The website Onlyboth.com seeks to may make that process easier with a program that crawls through the thicket of available data and pulls out useful insights and comparisons. The startup’s co-founders, Raul Valdez-Perez, formerly a research faculty member at Carnegie Mellon’s computer science department, and his colleague Andre Lessa, collected data from several sources, chiefly the federal government, to create a database of each US university’s special characteristics. Type in a college name, and the website shows how it compares to its neighbors and peers, as well across lists.

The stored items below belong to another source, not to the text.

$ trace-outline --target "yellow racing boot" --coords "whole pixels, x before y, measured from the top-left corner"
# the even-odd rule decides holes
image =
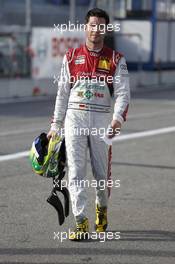
[[[95,221],[95,230],[97,233],[105,232],[108,226],[107,221],[107,207],[100,207],[96,205],[96,221]]]
[[[89,222],[83,218],[81,222],[76,223],[76,229],[69,234],[69,240],[81,241],[89,238]]]

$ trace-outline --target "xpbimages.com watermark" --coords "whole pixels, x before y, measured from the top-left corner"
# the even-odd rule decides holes
[[[59,188],[61,188],[61,190],[64,187],[67,187],[69,189],[71,189],[71,187],[76,187],[76,188],[96,188],[100,191],[104,191],[106,190],[106,188],[119,188],[121,186],[120,184],[120,180],[112,180],[112,179],[108,179],[108,180],[71,180],[71,181],[67,181],[67,180],[62,180],[59,183],[55,183],[55,185],[57,185]]]
[[[123,67],[126,66],[126,65],[123,65]],[[127,66],[126,66],[126,70],[127,70]],[[89,75],[89,76],[88,76]],[[59,85],[59,83],[61,82],[61,84],[64,84],[64,83],[69,83],[69,84],[75,84],[76,81],[79,81],[81,82],[81,84],[98,84],[99,86],[105,86],[106,83],[108,84],[113,84],[113,83],[116,83],[116,84],[119,84],[120,83],[120,78],[121,76],[111,76],[111,75],[108,75],[108,76],[104,76],[104,75],[101,75],[99,74],[99,76],[97,75],[96,73],[96,76],[93,76],[92,75],[92,72],[88,73],[88,72],[79,72],[79,76],[69,76],[67,77],[66,75],[65,76],[56,76],[54,75],[53,76],[53,83],[57,83]]]
[[[96,128],[96,127],[92,127],[92,128],[88,128],[88,127],[69,127],[67,129],[60,128],[58,129],[58,134],[61,137],[69,137],[69,136],[98,136],[101,139],[104,139],[106,137],[106,135],[112,136],[113,134],[115,134],[116,136],[120,135],[120,128],[115,128],[115,130],[112,127],[100,127],[100,128]]]
[[[66,241],[67,239],[69,239],[69,237],[71,235],[75,234],[75,232],[71,231],[70,229],[68,230],[68,232],[54,232],[54,236],[53,239],[54,240],[58,240],[61,243],[63,243],[64,241]],[[95,241],[99,241],[101,243],[104,243],[105,241],[109,241],[109,240],[119,240],[120,239],[120,232],[92,232],[92,233],[82,233],[81,235],[82,239],[88,239],[88,240],[95,240]]]
[[[119,32],[120,31],[120,24],[84,24],[79,23],[76,21],[76,24],[71,23],[68,21],[67,24],[54,24],[54,31],[58,31],[59,33],[63,33],[66,31],[99,31],[100,34],[105,34],[106,32]]]

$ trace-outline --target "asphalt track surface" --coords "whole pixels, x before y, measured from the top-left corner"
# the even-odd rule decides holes
[[[54,100],[0,105],[0,158],[29,150],[48,131]],[[123,134],[172,127],[175,91],[132,96]],[[109,202],[110,239],[61,242],[55,234],[74,227],[72,214],[63,226],[46,202],[52,181],[32,173],[27,157],[0,162],[0,263],[175,263],[175,132],[116,142],[112,175],[120,187]],[[87,179],[92,179],[88,162]],[[88,188],[93,232],[95,191]],[[58,233],[59,232],[59,233]],[[115,232],[120,232],[116,239]]]

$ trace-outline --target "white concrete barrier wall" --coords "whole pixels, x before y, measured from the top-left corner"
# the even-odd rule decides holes
[[[166,86],[175,86],[175,70],[148,72],[142,71],[130,73],[131,90],[139,90],[144,88],[151,89],[161,87],[166,89]]]
[[[3,79],[0,80],[0,98],[55,95],[57,84],[53,79]]]

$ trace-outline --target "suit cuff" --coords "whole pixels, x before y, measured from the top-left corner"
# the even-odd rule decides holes
[[[124,123],[124,119],[123,119],[123,117],[122,117],[121,115],[119,115],[119,114],[113,114],[113,120],[117,120],[117,121],[119,121],[121,124]]]

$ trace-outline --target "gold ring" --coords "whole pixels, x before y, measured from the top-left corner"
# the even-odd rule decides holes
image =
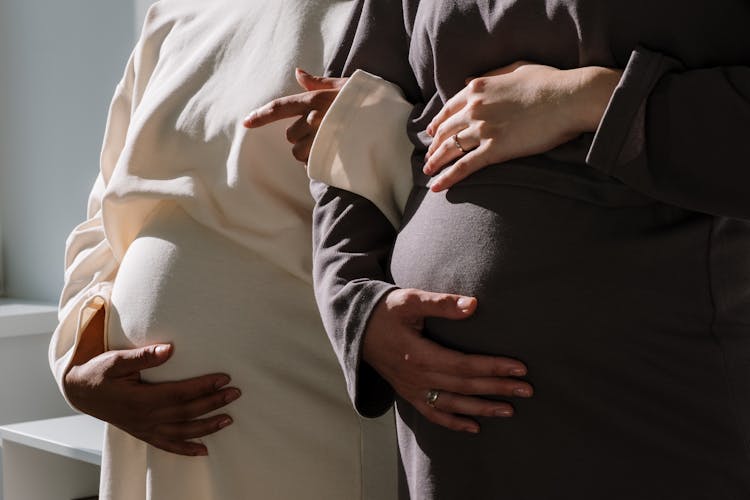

Compare two of the top colleges in the US for example, Harvard and Yale: You’ll discover that Harvard grants higher average aid to undergraduates ($41,555, to Yale’s $39,771); boasts more Rhodes scholars among its alumni (341 to 230); and offers a bigger research budget ($624.2 million to $438.9 million). It also has a higher percentage of undergraduates who get financial aid (77% to 62%); fewer property crimes on campus per 1,000 students (1.23 to 3.23); and more foreign students (6,997 to 2,551). Then again, Yale is 22 meters above mean sea level, to Harvard’s 3 meters, so it can legitimately make that claim to occupying the higher ground.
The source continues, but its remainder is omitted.